The 2020 hurricane season should get an early start this weekend, forecasters said, as a tropical or subtropical storm is likely to form near Florida and the Bahamas.

While they system should not have any direct impact on the southeast coast of the U.S., Florida will see rough beach conditions and increasing rain chances this week before the system forms Thursday into Friday, weather.com said.

As of midday Wednesday, the National Hurricane Center said there was a 70% chance of tropical development within the next five days. “A broad area of low pressure is expected to develop late this week or early this weekend near or within a couple of hundred miles north of the Bahamas,” the hurricane center said.

A subtropical depression or storm is likely to form this weekend while it moves northeastward over the western Atlantic, the hurricane center predicted.

If the system gets a name, it would be Tropical (or Subtropical) Storm Arthur. Subtropical storms are those that have characteristics of both tropical and non-tropical weather systems. Storms get a name when their winds reach 39 mph.

The 2020 Atlantic hurricane season officially begins June 1.

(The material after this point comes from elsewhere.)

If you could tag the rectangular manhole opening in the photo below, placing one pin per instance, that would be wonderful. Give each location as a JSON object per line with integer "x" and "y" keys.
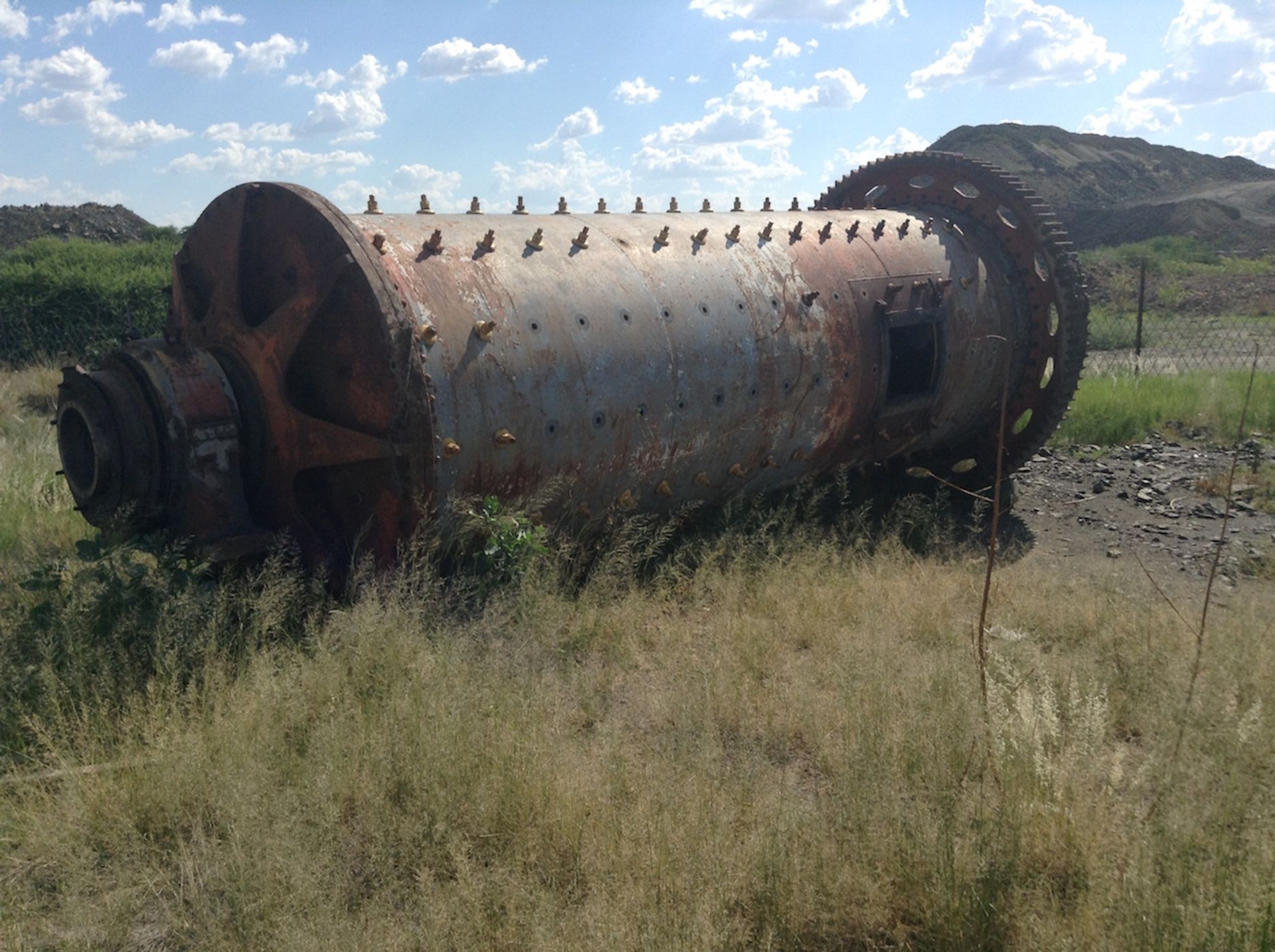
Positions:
{"x": 913, "y": 361}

The system is forecast to remain well off the southeast coast and track farther out to sea. But dangerous waves and life-threatening rip currents will be possible along Florida beaches leading up to the storm, the National Weather Service in Melbourne, Florida, warned.

AccuWeather senior meteorologist Brett Anderson said “it appears this system, should it form, will likely be lopsided with a considerable amount of dry air on its westward side, closest to the U.S., and showers and thunderstorms on its eastern side, over the Bahamas.”

Typhoon Vongfong approaches the Philippines

Meanwhile, on the other side of the world, a typhoon is predicted to wallop the Philippines over the next few days. The storm, known officially as Vongfong, is spinning a few hundred miles east of the Philippines.

Now with sustained winds of 100 mph, the system is equivalent to a Category 2 hurricane, the Joint Typhoon Warning Center said. Threats from the storm include flooding rain, mudslides, coastal flooding and damaging winds, forecasters said.

Widespread rainfall amounts of 4 to 10 inches are expected across the central and northern Philippines through Sunday, CNN said.

The typhoon, which could reach Category 3 status, is known as Alba in the Philippines.

Typhoons, which are the same type of storms as hurricanes, are tropical cyclones that form over the Pacific Ocean north of the equator and west of the International Date Line.